TLDR: A new study published in the journal iScience, led by researchers from Binghamton University, has evaluated ChatGPT’s diagnostic capabilities. The AI demonstrated high accuracy in identifying disease terms, drug names, and genetic information, often exceeding researchers’ expectations. However, it showed lower accuracy in symptom identification and a tendency to ‘hallucinate’ specific genetic accession numbers, pointing to areas for improvement in AI’s medical application.
A recent study, spearheaded by Ahmed Abdeen Hamed, a research fellow at Binghamton University’s Thomas J. Watson College of Engineering and Applied Science, has delved into the diagnostic prowess of generative artificial intelligence, specifically ChatGPT. Published in the journal iScience, the research aimed to assess the accuracy of AI-generated medical information, a growing concern as individuals increasingly consult platforms like ChatGPT for health diagnoses.

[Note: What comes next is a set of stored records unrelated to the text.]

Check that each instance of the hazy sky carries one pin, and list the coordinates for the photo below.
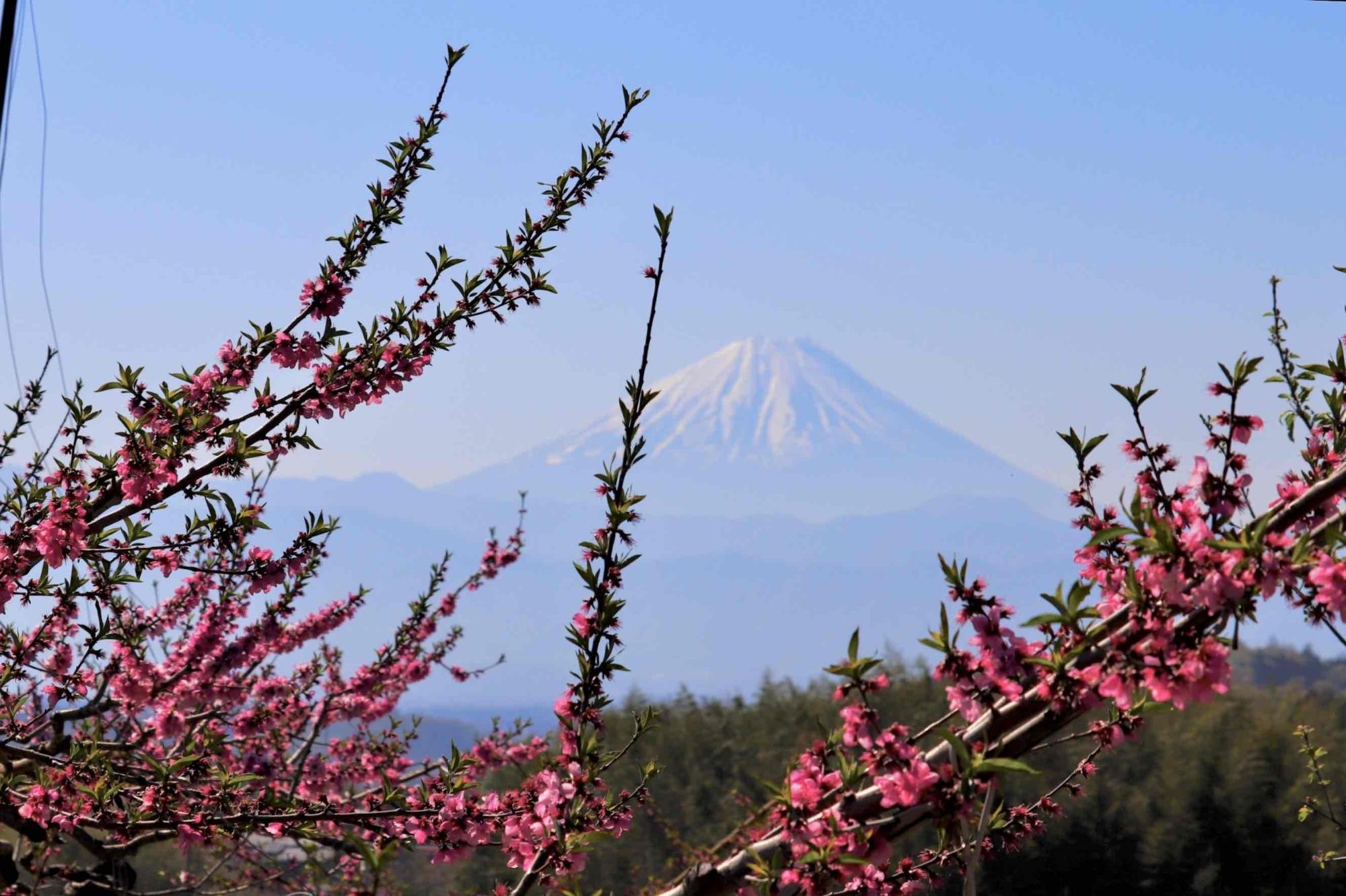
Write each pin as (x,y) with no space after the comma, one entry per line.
(991,211)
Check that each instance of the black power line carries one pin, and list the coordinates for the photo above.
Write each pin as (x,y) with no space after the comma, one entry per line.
(7,22)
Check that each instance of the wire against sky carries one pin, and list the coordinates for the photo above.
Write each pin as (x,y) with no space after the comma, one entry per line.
(5,153)
(42,202)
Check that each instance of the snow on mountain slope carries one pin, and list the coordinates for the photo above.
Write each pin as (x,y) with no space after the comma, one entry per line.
(773,427)
(773,402)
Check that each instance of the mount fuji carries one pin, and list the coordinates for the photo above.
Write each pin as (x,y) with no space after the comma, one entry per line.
(775,427)
(789,502)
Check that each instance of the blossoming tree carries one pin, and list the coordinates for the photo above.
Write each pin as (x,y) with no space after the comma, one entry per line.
(221,719)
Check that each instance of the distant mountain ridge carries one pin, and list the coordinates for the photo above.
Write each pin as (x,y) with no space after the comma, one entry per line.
(775,427)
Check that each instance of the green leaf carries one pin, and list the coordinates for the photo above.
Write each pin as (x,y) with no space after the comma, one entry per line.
(1006,765)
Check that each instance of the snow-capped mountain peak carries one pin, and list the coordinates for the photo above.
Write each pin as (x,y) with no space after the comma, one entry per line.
(767,400)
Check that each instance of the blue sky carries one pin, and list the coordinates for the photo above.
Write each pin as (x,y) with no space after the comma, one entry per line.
(991,211)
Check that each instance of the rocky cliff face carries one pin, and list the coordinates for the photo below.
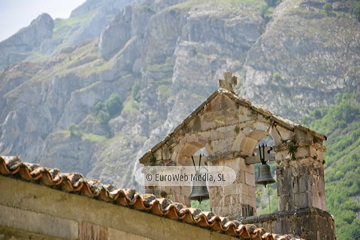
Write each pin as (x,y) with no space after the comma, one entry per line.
(163,58)
(17,47)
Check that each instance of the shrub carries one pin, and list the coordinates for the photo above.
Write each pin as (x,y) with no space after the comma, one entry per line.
(327,7)
(356,11)
(74,130)
(103,117)
(113,104)
(277,76)
(135,92)
(98,105)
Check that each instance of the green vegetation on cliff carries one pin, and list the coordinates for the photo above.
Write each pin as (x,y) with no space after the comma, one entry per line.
(341,123)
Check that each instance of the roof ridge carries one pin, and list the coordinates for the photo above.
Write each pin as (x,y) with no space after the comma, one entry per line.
(13,166)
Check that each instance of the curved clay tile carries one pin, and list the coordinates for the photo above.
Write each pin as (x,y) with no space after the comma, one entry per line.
(76,183)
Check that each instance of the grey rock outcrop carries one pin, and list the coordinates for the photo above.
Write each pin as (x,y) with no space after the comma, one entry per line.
(28,39)
(164,60)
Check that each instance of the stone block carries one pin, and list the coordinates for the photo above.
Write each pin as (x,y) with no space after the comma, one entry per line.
(251,192)
(301,200)
(115,234)
(92,231)
(284,133)
(246,114)
(230,189)
(302,152)
(237,142)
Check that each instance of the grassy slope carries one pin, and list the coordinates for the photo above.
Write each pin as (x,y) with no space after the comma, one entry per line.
(341,123)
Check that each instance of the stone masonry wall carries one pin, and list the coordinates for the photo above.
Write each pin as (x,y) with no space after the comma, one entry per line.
(307,223)
(32,211)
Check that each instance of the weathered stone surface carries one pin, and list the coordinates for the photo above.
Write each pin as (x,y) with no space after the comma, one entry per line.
(38,222)
(307,223)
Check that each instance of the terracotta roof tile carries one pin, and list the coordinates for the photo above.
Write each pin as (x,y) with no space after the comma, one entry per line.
(76,183)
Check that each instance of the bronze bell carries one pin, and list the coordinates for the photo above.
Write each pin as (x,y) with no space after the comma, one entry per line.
(265,175)
(199,189)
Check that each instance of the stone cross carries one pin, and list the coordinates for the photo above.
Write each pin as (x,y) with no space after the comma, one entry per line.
(228,81)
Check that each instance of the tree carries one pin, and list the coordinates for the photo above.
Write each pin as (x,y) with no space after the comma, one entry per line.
(74,130)
(98,105)
(113,104)
(135,92)
(327,7)
(103,117)
(356,11)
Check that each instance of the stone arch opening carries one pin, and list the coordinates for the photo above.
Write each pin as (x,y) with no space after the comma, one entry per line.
(266,198)
(188,149)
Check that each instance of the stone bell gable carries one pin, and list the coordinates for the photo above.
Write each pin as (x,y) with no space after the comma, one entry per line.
(230,128)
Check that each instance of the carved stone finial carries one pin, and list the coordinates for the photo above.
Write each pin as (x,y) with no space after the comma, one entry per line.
(228,81)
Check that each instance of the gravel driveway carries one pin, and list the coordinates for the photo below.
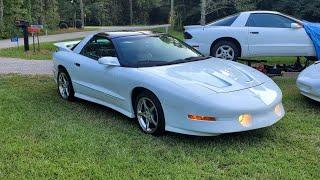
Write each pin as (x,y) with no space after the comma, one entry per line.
(27,67)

Hamed, alongside collaborators from AGH University of Krakow, Poland, Howard University, and the University of Vermont, tested ChatGPT across various biomedical categories: disease terms, drug names, genetics, and symptoms. The findings presented a mix of impressive successes and notable limitations.
Remarkably, ChatGPT exhibited high accuracy in identifying disease terms (ranging from 88% to 97%), drug names (90% to 91%), and genetic information (88% to 98%). Hamed expressed his astonishment at these results, stating, ‘I thought it would be at most 25% accuracy.’ He further elaborated on the AI’s capabilities, noting, ‘The exciting result was ChatGPT said cancer is a disease, hypertension is a disease, fever is a symptom, Remdesivir is a drug and BRCA is a gene related to breast cancer. Incredible, absolutely incredible!’
However, the study identified a significant weakness in symptom identification, where ChatGPT’s accuracy dropped to between 49% and 61%. This discrepancy is attributed to the difference in language used by medical professionals and the general public. While doctors and researchers rely on precise biomedical ontologies, ChatGPT is trained on more informal, social language to communicate with average users. Hamed explained, ‘The LLM is apparently trying to simplify the definition of these symptoms, because there is a lot of traffic asking such questions, so it started to minimize the formalities of medical language to appeal to those users.’
Another critical issue highlighted was ChatGPT’s tendency to ‘hallucinate’ information, particularly when asked for specific genetic accession numbers from databases like the National Institutes of Health’s GenBank. For instance, when prompted for the designation of the Breast Cancer 1 gene (BRCA1), which is NM_007294.4, ChatGPT would generate made-up numbers. Hamed views this as a major flaw despite the otherwise positive results.
Also Read:
- ChatGPT’s User Base Doubles to 400 Million Weekly Active Users by Early 2025, Continues Rapid Expansion
- Optimizing Generative AI in Healthcare: The Critical Role of Prompt Engineering
Looking ahead, Hamed sees an opportunity to enhance these AI tools. He suggests ‘introducing these biomedical ontologies to the LLMs to provide much higher accuracy, get rid of all the hallucinations and make these tools into something amazing.’ His ongoing research, which began in 2023 due to concerns about fact-checking in large language models, aims to expose these flaws, enabling data scientists to refine and improve AI models for safer and more accurate biomedical applications.